Up through the early 19th century, the area encompassing Oviedo was sparsely populated save for a few Seminoles and African-American Freemen who associated with the Seminole tribe, known as Black Seminoles, in what was then Spanish Florida. The Seminole tribe had larger clusters of population in other areas of Central Florida, such as nearby Lake Jesup.
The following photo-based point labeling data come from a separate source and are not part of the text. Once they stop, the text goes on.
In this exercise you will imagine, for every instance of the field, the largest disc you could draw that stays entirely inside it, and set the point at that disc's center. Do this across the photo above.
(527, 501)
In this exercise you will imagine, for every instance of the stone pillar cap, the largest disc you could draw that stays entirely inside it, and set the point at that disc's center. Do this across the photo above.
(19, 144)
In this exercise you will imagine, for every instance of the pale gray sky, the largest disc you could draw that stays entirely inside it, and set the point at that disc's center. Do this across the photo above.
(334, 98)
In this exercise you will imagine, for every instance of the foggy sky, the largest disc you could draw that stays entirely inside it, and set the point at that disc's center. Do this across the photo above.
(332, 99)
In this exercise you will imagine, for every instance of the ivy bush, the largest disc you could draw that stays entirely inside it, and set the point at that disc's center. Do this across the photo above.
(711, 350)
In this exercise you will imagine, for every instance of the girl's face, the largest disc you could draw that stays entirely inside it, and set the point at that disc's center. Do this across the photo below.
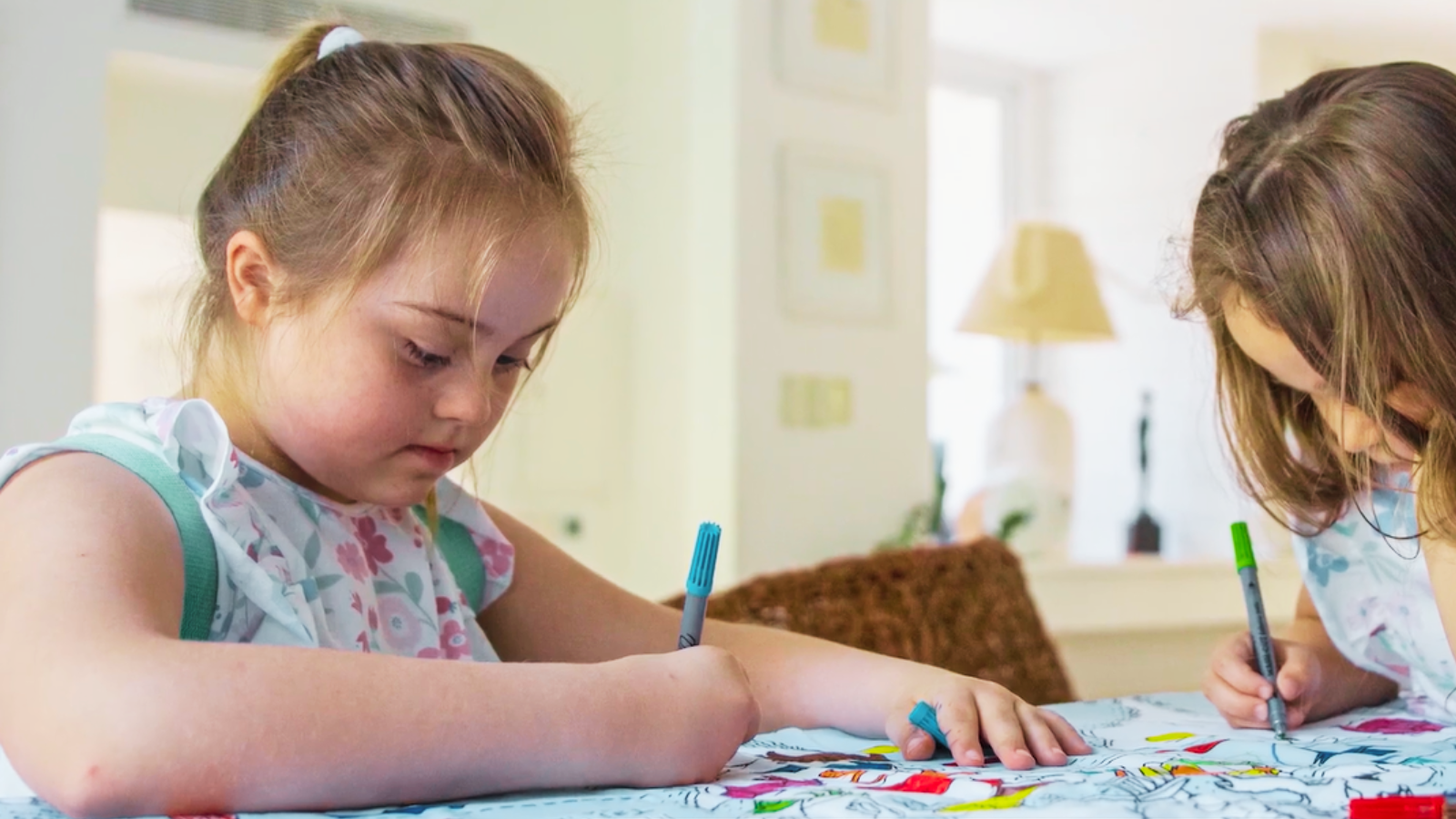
(376, 397)
(1358, 433)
The population remained sparse until after the American Civil War, when people devastated by war started moving South to begin a new life. One mile to the southeast side of Lake Jesup, a small hamlet of settlers established the “Lake Jesup Settlement” in 1875. Letters from that era showcased a difficult life for the Florida Cracker settlers: cooking outdoors with wood stoves, sleeping under mosquito nets, and burning rags to keep the insects away. Wildlife was plentiful, however. Initially, this settlement had around 40 families, but quickly evolved into a thriving trading port. The settlement was named “Oviedo” by Andrew Aulin when the first post office was established to honor the state’s Spanish heritage.
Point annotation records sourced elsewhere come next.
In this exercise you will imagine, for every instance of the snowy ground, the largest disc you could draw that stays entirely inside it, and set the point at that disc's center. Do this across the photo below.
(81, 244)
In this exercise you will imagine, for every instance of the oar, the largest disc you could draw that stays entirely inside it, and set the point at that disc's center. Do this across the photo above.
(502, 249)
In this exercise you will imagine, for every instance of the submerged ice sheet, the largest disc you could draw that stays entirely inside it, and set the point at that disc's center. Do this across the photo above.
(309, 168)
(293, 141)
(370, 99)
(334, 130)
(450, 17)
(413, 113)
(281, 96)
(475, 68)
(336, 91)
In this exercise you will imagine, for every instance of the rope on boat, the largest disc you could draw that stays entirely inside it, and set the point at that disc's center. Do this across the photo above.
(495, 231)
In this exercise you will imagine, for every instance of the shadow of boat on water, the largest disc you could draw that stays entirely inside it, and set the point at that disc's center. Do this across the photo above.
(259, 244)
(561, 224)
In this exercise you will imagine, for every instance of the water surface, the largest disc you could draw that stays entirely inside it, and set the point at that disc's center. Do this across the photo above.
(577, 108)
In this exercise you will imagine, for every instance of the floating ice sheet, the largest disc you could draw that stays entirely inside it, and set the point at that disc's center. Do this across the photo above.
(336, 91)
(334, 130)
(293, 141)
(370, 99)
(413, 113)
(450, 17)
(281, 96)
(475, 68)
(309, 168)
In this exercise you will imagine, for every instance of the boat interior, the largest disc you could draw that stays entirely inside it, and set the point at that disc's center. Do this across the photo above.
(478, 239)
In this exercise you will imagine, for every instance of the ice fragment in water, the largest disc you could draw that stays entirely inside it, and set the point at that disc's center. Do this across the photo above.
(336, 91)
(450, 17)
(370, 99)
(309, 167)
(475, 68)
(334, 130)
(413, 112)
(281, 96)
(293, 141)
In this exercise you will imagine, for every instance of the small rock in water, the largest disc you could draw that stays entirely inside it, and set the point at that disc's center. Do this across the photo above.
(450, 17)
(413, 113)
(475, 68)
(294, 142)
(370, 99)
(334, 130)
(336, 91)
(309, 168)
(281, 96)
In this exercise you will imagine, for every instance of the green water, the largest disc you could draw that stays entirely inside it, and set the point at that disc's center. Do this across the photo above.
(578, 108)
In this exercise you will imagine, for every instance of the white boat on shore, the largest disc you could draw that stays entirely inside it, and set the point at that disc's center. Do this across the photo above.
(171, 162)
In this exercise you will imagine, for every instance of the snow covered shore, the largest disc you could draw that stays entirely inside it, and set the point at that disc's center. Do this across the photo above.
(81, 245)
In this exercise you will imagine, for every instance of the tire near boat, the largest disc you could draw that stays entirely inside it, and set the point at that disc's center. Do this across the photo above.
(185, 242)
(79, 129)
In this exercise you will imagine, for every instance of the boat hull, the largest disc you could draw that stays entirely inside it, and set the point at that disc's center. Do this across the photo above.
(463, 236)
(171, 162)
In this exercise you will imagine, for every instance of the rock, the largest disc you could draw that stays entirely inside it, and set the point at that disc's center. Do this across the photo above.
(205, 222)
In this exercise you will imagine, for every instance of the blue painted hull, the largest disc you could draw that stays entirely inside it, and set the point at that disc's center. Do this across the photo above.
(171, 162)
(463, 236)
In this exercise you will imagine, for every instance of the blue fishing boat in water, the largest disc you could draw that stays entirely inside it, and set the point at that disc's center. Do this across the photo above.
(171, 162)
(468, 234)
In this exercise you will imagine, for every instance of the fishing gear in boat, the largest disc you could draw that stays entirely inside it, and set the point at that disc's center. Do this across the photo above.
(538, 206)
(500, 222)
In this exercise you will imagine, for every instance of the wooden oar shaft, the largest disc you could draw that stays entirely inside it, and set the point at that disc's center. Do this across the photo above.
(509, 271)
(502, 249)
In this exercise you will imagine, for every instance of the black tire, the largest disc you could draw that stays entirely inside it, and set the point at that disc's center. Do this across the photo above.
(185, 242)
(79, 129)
Several people played a prominent role in establishing Oviedo’s history. George Powell was an early settler who ran a large tract of land, referred to as the “Powell Settlement”, which today encompasses most of the northern part of the city—including the downtown area. One of Powell’s sons, Lewis Powell, (alias Lewis Payne), became infamous for being John Wilkes Booth’s primary accomplice in the plot to assassinate President Abraham Lincoln.